Lucy Easthope: It’s a very interesting one because, and thank you so much for saying that, because that’s been an interesting response. Sometimes, people come up and tell me: I wasn’t going to buy your book. My friend bought it, I wasn’t going to buy your book because I didn’t think I could cope with it with the pandemic and everything. I wasn’t going to buy your book. And then I did.’

And that’s probably the most common interaction I have in the signing queue at literary festivals, is people saying, I kind of, you know, it took me a long time and other people have sent me messages. You know, good friends have said, oh, I’ve got your book, you know, I just wanted you to know I bought it but I can’t open it yet.

And I think we assume that there will be this kind of onslaught of horror and distress. And that’s really interested me because I would not firstly want to cause anybody any pain. And then also it’s a bit like, again with social media, people will say, oh, follow LucyGoBag because you might think it’s depressing and miserable, but actually she’s really useful and she’s just tweeted about making sure you’ve got contents insurance.

And I’m allowed, I think, on my thread to repost things about asteroids or dinosaurs or whatever, and people say it’s in her remit she’s got that disaster and risk thing going. But actually she’s also quite funny and she clearly loves Strictly Come Dancing and she’s very, you know, she’s just linked to a video of a lemur, so she’s quite, quite perky as well. Maybe there’s something a bit more to this book.

And I think that’s the thing, I laughed as much as I cried with Rob’s book. The other thing that happens, I think in a lot of Western civilizations, is we think if we read about it, we’ll rattle the fates. And one of the things that When The Dust Settles does, and Rob also makes his point very clearly in here is, hey, you know, these bad times are out there all the time. You aren’t rattling the fates, you aren’t bringing them any closer to your door. But maybe you will remember something that will make you in the darkest moments, the chapter on, he mentioned it several times, but there’s a particular discussion about keeping his relationship alive with his wife Leah, and being very tactile and making sure that they go out for a date and stuff. And so many bereaved parents have talked to me about that. And this goes right back to very, very early discussions, you can see it in disaster grief literature, many discussions of judgment. So for example, women who have children after an earlier children’s loss, you know, family members will say, well, how did you ever manage to sleep with your husband? You know, how did you do that? Because you must be just consumed with grief 24 7.

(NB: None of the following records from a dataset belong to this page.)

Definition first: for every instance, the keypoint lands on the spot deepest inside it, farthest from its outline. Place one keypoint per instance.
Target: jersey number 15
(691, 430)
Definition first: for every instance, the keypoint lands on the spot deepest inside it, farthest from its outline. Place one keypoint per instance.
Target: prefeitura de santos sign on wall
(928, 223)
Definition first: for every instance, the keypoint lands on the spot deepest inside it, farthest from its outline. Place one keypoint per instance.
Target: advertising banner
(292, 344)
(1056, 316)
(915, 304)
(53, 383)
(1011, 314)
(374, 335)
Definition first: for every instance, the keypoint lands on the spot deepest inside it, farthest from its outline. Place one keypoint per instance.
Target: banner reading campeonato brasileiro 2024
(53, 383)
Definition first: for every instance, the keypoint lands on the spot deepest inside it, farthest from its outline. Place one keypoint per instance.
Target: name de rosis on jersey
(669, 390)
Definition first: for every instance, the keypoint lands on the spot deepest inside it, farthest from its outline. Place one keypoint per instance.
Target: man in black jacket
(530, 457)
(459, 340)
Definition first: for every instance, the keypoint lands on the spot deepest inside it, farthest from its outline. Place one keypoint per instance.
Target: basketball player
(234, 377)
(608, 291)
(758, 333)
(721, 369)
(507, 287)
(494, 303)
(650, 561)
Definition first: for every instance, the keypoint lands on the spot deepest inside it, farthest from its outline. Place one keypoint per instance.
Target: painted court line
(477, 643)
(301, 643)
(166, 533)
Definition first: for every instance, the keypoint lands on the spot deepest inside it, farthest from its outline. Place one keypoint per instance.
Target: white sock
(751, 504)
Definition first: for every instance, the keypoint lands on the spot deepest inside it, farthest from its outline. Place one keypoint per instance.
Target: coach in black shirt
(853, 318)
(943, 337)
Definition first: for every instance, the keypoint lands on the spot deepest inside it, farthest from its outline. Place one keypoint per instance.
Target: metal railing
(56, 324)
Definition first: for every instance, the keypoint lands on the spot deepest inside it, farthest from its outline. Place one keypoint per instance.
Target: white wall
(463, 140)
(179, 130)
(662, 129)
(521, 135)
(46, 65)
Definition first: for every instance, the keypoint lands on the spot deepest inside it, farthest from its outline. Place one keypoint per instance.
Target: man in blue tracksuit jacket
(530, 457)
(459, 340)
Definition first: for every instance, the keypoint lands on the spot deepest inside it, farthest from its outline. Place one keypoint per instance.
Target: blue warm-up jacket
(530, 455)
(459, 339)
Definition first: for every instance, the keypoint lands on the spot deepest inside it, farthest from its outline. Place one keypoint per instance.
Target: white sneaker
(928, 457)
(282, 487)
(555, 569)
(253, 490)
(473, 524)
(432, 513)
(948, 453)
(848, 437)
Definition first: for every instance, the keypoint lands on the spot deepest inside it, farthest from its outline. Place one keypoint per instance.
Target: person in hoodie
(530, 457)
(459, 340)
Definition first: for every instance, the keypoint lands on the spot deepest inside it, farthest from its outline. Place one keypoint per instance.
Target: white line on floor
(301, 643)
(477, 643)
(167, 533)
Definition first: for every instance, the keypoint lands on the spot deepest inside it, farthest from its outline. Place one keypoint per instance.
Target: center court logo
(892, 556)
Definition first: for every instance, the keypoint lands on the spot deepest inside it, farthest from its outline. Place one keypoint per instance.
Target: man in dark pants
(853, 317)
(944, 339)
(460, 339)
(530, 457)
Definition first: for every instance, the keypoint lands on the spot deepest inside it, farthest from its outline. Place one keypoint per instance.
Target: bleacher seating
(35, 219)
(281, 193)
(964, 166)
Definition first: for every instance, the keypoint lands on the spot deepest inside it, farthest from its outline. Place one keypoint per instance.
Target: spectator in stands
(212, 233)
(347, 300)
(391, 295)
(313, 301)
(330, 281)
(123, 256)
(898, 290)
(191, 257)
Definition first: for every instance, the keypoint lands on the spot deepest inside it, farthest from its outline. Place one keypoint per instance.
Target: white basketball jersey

These kind of ideas that it’s okay, are hugely important, bereaved mothers who talk to me about the pressure to not be seen smiling or laughing or not to be seen, you know, you must sort of, we don’t wear black all the time and rend our clothes and do all those things, but you must appear in society to be sort of appropriately grieving.

So Rob’s still upstairs, but he is going on this shelf and this is just this year behind me is just books that have completely moved me this year. I’ve spent, I’m bankrupt. I’ve spent a fortune.

Alison Jones: Best way to go bankrupt though.

And I’m totally in favour by the way of the whole kind of reading, and indeed writing, being available on prescription. I think they’re some of the best things we can do for ourselves. And so cost effective.

Lucy, we are so over time that it’s just ridiculous and I don’t even care.

But thank you so much. It’s been just fascinating and I literally could have talked all day.

If people want to find out more about you, where should they go?

Lucy Easthope: Yes, so I’ve got a website and I’ve got my website, it’s got all my podcasts and my articles on, so that’s whatevernext.info. And for now, as long as these things exist please do follow me at @LucyGoBag. And I’ve got the paperbacks out in March and I’ve got hopefully a few literary festivals coming up so you can get to meet me in person as well.

Alison Jones: Which I thoroughly recommend as well. Thank you. Brilliant, it’s been amazing spending some time with you. Thanks.

Lucy Easthope: Thank you for having me.